Since uterine necrosis is described as a life-threatening complication, it is suggested to manage it with hysterectomy and broad-spectrum antibiotic therapy [17, 18]. But sometimes it’s a case-by-case situation.

  • Avoid the chances of associated infections by systematic vaginal sampling in the third trimester, and promote good asepsis during surgery and antibiotic coverage in case of doubt about any undiagnosed prepartum infection, which may potentiate hypoxia and the risk of necrosis. Uterine necrosis may be secondary to all these intertwined factors and could be potentiated by an environment of hypoxia, hypoperfusion, hypovolemia secondary to hemorrhage, massive transfusions with disadvantages in a patient who is immunocompromised by pregnancy, and possibly, by other vitamin and iron deficiencies.

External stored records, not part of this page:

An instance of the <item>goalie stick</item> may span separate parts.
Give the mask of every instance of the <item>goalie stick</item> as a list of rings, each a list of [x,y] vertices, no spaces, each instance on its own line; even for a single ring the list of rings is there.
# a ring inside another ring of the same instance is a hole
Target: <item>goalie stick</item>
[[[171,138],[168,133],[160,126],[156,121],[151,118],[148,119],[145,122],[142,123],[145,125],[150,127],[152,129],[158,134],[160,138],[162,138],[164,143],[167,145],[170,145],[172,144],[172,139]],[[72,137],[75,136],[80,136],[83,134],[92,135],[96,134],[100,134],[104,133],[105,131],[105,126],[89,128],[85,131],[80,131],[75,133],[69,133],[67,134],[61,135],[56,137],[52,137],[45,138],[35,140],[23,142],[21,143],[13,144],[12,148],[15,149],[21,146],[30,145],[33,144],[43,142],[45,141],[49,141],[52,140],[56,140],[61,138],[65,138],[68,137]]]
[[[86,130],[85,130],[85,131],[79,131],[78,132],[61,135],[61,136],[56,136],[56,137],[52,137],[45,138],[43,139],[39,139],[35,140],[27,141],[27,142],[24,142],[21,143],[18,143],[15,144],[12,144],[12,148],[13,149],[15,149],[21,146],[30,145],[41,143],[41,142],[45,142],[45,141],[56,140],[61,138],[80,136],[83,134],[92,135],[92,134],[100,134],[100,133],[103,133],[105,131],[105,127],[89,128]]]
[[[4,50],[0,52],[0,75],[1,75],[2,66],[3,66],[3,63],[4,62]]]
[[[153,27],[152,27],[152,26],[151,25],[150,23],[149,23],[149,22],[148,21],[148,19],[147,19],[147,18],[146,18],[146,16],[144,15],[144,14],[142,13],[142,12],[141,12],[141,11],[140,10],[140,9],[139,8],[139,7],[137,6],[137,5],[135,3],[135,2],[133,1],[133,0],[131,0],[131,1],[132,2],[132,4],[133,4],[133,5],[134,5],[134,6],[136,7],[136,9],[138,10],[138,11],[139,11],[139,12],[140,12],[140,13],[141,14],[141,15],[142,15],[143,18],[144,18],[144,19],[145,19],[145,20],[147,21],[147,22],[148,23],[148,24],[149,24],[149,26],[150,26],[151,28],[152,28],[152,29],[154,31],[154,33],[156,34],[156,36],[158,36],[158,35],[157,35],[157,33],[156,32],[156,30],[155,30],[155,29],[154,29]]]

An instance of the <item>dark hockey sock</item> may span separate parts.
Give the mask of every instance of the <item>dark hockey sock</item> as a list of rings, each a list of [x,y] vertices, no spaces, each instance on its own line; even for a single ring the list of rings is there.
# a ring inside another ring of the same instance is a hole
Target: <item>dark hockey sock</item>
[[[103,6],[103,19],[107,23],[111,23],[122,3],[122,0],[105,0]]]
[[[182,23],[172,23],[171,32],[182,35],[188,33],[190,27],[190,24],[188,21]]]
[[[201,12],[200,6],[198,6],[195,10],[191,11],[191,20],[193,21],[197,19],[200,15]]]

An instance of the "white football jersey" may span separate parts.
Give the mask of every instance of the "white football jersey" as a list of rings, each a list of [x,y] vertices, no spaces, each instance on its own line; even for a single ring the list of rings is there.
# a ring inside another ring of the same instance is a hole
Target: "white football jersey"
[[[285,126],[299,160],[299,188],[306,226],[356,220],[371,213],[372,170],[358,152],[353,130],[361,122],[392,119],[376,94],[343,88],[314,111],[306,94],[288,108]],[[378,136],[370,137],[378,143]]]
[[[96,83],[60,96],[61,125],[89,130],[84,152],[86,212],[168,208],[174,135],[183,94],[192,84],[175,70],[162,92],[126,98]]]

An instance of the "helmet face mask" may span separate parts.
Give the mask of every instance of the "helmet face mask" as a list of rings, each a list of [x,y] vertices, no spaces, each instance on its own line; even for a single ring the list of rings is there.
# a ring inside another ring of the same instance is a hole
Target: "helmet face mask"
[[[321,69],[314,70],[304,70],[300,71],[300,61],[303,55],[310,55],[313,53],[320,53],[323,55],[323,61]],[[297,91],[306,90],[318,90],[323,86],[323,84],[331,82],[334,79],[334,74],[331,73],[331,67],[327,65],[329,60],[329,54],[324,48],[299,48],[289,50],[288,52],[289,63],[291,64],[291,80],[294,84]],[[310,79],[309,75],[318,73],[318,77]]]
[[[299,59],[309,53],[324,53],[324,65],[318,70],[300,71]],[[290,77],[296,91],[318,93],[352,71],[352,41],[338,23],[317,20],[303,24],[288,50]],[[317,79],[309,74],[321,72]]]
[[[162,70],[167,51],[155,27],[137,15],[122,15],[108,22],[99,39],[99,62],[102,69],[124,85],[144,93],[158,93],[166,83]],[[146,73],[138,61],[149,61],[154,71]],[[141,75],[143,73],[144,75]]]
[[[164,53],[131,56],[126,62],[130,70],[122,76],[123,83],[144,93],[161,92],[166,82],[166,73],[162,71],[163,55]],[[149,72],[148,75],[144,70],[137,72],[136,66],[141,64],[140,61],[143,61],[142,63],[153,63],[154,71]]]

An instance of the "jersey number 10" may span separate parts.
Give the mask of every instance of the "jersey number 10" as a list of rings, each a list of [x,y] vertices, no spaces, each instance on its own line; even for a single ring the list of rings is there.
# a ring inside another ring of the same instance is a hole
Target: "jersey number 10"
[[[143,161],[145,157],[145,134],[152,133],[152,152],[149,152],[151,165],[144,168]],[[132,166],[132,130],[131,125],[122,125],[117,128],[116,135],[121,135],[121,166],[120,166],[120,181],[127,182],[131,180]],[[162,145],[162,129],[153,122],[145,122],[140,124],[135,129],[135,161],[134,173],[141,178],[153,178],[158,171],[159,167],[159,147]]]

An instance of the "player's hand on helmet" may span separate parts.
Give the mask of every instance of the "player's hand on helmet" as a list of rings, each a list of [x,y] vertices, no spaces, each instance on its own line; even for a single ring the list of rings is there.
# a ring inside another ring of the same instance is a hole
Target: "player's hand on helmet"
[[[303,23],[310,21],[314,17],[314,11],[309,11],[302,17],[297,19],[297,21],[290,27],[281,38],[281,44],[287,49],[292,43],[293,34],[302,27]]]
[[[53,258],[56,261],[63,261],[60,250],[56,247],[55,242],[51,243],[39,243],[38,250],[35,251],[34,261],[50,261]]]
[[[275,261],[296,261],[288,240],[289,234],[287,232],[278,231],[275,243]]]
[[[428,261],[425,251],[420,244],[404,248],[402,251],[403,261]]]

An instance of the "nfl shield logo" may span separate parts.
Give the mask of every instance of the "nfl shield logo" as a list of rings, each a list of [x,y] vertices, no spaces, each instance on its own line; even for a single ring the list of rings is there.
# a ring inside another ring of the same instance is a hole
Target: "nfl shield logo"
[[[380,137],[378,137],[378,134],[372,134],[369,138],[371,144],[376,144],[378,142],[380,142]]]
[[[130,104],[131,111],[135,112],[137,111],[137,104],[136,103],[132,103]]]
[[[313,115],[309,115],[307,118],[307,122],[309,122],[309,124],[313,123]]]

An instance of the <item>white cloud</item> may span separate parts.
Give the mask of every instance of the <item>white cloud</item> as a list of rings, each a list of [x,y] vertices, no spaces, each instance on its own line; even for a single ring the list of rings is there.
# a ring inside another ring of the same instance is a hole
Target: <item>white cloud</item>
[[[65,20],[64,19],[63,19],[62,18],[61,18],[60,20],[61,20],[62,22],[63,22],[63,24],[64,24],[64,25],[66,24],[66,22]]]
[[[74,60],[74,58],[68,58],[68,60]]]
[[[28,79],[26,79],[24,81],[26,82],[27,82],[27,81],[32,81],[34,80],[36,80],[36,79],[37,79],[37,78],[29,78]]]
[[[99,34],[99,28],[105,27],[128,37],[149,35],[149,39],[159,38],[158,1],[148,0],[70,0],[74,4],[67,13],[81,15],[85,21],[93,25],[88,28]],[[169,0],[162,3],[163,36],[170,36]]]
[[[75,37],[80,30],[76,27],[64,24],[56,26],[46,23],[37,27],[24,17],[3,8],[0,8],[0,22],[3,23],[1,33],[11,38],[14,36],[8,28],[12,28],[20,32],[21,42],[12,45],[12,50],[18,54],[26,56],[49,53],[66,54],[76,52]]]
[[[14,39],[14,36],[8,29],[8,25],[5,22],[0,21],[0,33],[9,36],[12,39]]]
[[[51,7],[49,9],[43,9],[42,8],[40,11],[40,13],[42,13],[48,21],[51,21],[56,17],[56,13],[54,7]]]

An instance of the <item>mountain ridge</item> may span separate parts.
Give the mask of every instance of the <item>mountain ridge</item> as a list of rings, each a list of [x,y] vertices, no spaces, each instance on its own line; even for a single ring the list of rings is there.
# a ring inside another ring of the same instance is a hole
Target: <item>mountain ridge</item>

  • Given the limited number of reported cases of uterine necrosis in the past, there is no standardized treatment protocol. However, due to the potential fatality of uterine necrosis, most treatment options involve total hysterectomy. In our case, only the necrotic tissue of the uterus was removed in young women who had not given birth, and the prognosis for the patient is good. This study also has limitations, including the short follow-up time and the small number of cases collected. It needs to be complemented by subsequent case reports related to uterine necrosis.

Conclusion

Based on the literature review of uterine necrosis, we found that it presents a potential risk of death, emphasizing the importance of managing the progression of the condition. Most treatment options involve a total hysterectomy. A partial hysterectomy reduces the extent of the operation, preserves fertility function, and can also yield positive outcomes in the treatment of uterine necrosis, serving as a complement to the overall treatment of this condition.